ALTER EGO. Les chiffres le montrent, il existe bien, encore aujourd’hui, des métiers d’hommes et des métiers de femmes. Issus de normes sociales séculaires et de l’autocensure qui en découle, les préjugés persistent. Comment envisager que la mixité s’étende à toutes les activités professionnelles quand même les mots manquent pour la décrire ? Parce que des exemples concrets valent souvent mieux que de longs discours, le JT a rencontré cette semaine quatre femmes qui n’ont pas attendu pour braver les genres.

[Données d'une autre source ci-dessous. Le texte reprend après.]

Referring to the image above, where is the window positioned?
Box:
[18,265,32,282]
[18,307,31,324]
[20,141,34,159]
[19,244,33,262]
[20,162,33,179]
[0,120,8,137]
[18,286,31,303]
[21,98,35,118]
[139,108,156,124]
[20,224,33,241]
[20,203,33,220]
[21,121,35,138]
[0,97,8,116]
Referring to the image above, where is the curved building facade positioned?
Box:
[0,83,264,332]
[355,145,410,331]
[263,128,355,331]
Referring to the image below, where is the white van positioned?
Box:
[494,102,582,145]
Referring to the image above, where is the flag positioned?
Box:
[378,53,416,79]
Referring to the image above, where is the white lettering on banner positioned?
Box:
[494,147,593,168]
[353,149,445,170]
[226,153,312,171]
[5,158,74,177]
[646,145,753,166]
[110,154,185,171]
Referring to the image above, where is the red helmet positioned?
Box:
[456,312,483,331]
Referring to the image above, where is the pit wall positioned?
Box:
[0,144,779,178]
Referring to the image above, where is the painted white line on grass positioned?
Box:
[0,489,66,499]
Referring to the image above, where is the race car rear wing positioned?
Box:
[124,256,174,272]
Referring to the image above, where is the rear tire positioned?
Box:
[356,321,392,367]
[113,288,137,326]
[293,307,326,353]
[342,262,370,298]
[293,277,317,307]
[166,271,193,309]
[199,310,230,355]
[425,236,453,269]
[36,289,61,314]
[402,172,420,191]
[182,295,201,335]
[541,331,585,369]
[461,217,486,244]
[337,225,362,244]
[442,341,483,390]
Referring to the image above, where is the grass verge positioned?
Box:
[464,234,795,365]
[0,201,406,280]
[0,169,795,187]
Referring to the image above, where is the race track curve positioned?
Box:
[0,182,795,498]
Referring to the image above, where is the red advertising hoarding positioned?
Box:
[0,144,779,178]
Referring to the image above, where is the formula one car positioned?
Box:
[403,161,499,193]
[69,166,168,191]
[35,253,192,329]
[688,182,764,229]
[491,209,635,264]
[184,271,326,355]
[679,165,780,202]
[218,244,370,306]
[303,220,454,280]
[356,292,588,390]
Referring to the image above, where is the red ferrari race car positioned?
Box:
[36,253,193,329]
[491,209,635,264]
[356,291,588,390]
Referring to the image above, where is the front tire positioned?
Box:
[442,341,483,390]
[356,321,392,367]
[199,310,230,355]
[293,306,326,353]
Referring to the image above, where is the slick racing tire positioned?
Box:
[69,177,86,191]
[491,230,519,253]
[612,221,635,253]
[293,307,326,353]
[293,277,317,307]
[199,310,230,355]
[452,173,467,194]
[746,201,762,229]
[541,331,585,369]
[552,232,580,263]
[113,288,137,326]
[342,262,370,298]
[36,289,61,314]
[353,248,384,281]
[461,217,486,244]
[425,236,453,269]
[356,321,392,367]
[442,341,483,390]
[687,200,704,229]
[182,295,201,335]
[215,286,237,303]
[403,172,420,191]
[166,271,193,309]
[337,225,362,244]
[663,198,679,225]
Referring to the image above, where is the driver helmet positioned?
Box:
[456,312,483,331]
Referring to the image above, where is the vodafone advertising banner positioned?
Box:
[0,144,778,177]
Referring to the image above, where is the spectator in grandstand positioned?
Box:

Les femmes représentent 48 % de la population active française. Il serait alors logique de retrouver peu ou prou ce taux de présence féminine dans toutes les professions. « Or, seules 17 % sont réellement mixtes avec autant de femmes que d’hommes et se concentrent sur trois corps de métier : les cadres administratifs, la santé et le droit », constate Françoise Vouillot, maîtresse de conférence en psychologie de l’orientation et présidente de la commission “Lutte contre les stéréotypes sexistes et la répartition des rôles sociaux” au Haut conseil à l’égalité entre les femmes et les hommes. Certaines professions se composent même quasi exclusivement d’effectifs féminins, comme les services à la personne, le secrétariat ou les services à domicile. À l’inverse, d’autres semblent hermétiques à la féminisation comme le bâtiment, la mécanique ou l’informatique (voir infographie). Ainsi, les femmes occupent essentiellement des emplois dans le tertiaire. « C’est le résultat d’une arrivée massive de ces dernières dans le monde du travail au moment de la tertiarisation de notre économie. Notamment quand les aides à la personne se sont externalisées, alors qu’elles appartenaient jusque-là à la sphère domestique », analyse Karine Briard, économiste et chargée d’étude à la Direction de l’animation de la recherche, des études et des statistiques.
« On peut clairement parler de ségrégation professionnelle, dans le sens strict où les hommes et les femmes ne se répartissent pas de manière homogène », précise la statisticienne. Deux raisons à ce phénomène : la réticence des employeurs à recruter des femmes dans des métiers à dominance masculine, « en s’abritant derrière la réaction de leurs clients qui hésiteront à faire confiance à une femme dans une profession manuelle par exemple », explique Françoise Vouillot; mais surtout, par autocensure, « ou plutôt par autosélection », indique-t-elle.
« J’y pense mais je n’en suis pas capable ! » C’est ainsi que la plupart des filles, au moment de leur orientation, s’empêchent de suivre des filières socialement identifiées comme masculines. « Beaucoup ont pourtant de meilleurs résultats que les garçons dans les filières scientifiques, mais elles s’en détournent pour intégrer des parcours littéraires », observe la professeure en psychologie. La faute à des normes sociales ancrées depuis des décennies qui, selon elle, induisent un apprentissage différent pour les filles et les garçons : « On ne les éduque pas de la même manière, on ne les confronte pas aux mêmes expériences. Ce qui les oriente vers des intérêts et des compétences distinctes dès le plus jeune âge. »
C’est donc une représentation sociale qu’il convient de briser pour garantir la mixité professionnelle. Le recrutement exclusivement à la compétence et une éducation indépendante des normes genrées sont, pour Françoise Vouillot, les leviers qui permettront d’inverser le phénomène. D’ailleurs, celui-ci tend à diminuer : « L’indice de ségrégation* baisse depuis les années 1990 car les jeunes femmes investissent davantage le marché du travail que leurs aînées et parce que leur niveau de qualification augmente. Les plus hauts diplômes conduisant en effet à des métiers plus mixtes », conclut Karine Briard.